Why do we care about our students Dave, Mitch, Melody, Lukas


and are our classes friendly to ELL
students?  Use visual and multimedia
methods to keep ELL
students on track with
everyone else
 Students struggle because of
word level problems – they
cannot just identify words;
kids are not fluent and
struggle with vocabulary.
 How can students utilize
vocabulary efficiently?
 Solutions
o Motivate students to
read – offer assistance
as they read
o Keep reinforcing
students
o Strategy-based
learning; graphic
organizers for
vocabulary.
o Scaffolding to increase
confidence
 When students are in a class
focused on content-based
literacy, they can achieve
more and have more
confidence. They become
more fluent and do word
problems that provide
structure.
 Frequent practice and a
safe/secure classroom
environment

After Class

After going through the inquiry process and viewing all of the presentations respond to
the following prompt.
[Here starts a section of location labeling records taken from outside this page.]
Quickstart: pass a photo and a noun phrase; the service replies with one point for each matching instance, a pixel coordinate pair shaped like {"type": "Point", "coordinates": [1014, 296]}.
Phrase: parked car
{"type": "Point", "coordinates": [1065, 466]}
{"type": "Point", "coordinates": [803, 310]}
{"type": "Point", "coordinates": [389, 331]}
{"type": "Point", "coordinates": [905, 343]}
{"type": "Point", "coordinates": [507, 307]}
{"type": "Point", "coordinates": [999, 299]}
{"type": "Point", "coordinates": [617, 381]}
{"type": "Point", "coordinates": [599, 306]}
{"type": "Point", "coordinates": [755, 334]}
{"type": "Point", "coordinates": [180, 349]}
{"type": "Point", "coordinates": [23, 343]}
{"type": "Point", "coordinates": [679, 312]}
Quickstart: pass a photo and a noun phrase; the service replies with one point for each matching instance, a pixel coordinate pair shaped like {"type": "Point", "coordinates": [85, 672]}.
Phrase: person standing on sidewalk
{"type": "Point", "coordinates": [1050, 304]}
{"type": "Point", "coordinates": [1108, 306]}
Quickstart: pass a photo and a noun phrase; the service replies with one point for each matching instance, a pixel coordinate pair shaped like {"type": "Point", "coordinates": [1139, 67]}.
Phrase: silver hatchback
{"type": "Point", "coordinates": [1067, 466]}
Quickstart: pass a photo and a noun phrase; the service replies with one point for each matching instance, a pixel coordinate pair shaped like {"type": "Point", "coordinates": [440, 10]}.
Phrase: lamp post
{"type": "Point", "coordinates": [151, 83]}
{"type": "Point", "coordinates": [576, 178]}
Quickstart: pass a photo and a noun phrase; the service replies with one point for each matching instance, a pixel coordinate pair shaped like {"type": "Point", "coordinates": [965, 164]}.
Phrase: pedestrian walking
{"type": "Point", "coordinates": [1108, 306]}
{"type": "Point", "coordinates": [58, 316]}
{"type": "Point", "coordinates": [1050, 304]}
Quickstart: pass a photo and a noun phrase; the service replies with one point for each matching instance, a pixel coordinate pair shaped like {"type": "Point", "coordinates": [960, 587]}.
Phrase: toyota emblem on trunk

What are the specific needs of diverse learners in your content
area, especially struggling readers, and what are some strategies you can use to
differentiate to meet their learning needs?
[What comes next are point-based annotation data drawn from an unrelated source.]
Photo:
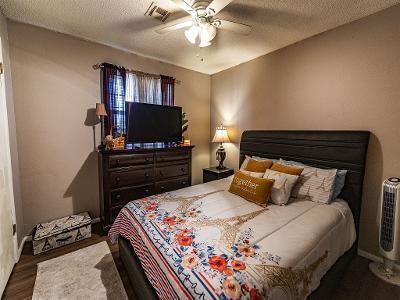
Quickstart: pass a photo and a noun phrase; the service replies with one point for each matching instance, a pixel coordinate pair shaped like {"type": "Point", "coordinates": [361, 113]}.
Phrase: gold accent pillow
{"type": "Point", "coordinates": [256, 190]}
{"type": "Point", "coordinates": [292, 170]}
{"type": "Point", "coordinates": [258, 166]}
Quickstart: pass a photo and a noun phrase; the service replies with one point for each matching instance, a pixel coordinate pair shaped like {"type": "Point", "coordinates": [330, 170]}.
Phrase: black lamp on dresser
{"type": "Point", "coordinates": [126, 175]}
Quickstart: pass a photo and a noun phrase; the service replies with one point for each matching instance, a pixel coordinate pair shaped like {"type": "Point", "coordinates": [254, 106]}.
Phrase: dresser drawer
{"type": "Point", "coordinates": [172, 171]}
{"type": "Point", "coordinates": [172, 184]}
{"type": "Point", "coordinates": [117, 161]}
{"type": "Point", "coordinates": [171, 156]}
{"type": "Point", "coordinates": [123, 196]}
{"type": "Point", "coordinates": [131, 177]}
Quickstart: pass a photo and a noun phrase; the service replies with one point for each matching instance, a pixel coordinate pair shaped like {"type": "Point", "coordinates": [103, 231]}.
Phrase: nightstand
{"type": "Point", "coordinates": [210, 174]}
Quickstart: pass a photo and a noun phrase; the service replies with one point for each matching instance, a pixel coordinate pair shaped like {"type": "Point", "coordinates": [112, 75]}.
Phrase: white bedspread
{"type": "Point", "coordinates": [295, 244]}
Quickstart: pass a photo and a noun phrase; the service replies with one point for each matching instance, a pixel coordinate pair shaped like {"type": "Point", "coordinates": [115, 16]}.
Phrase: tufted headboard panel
{"type": "Point", "coordinates": [324, 149]}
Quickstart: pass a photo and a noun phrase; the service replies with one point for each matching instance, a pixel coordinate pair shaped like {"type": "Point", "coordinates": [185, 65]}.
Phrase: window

Revisiting my response to the initial prompt, those struggles are still very important to consider.
As one of the presentation states, some students are hardly encouraged to read, if encouraged
at all, by the people around them. They lack experience and/or interest in reading. On that note,
if a student lacks experience and has never been pushed to read casually, they cannot develop
any interest for it, so when we give them something to read for our class or another academic
purpose, they’ll be even less inclined to put it any sort of effort. It just becomes another tedious
task for them to get through. Two approaches that teachers should take in trying to tackle that
issue are: 1) provide students with texts that are relevant to their personalities and real-world
situations, 2) establish a clear purpose in reading. On that first approach, of course, many ELA
teachers have to follow a curriculum that makes them teach a text from a limited list of options,
but we can always supplement those texts with stories that share similar purposes or themes. If
students like comics, find a graphic novel version of the story you are teaching and encourage
them to read it as well as the normal version. On establishing purpose, make sure students
know that there’s a reason for reading a story beyond just “it’s what the curriculum requires,” or
“it’s an important piece of literature that you should know.” While as an English teacher, I may
acknowledge the significance of a story like Of Mice and Men, my students may not know or
even care that it’s important in the realm of literature. Teach students about how the themes in
those books relate to the modern era even though they may have been written decades ago.
Have them conduct their own personal research to find out why the story is significant, don’t just
tell them that it is and leave it at that. Students need to develop a positive attitude towards
reading if we expect them to be engaged and successful in what we have them read in class,
but simply throwing a story in front of them and having them write an analysis about it cannot do
that.

I also found it important to note that one of the other presentations noted that teachers often
lack the knowledge and resources to implement strategies and/or modify instruction to
effectively teach diverse learners, both struggling and gifted. We can look at the students and
try changing what they do, but we should definitely try to improve ourselves as educators as
well. We should keep ourselves informed on topics related to diverse learners, attend
conferences, take classes if possible, and be open to trying new methods that could benefit
them.

Works Cited

Vacca, Jo Anne L., Richard T. Vacca, and Maryann Mraz. Content Area Reading: Literacy and

Learning Across the Curriculum. 12th ed. Pearson, 2017. Print.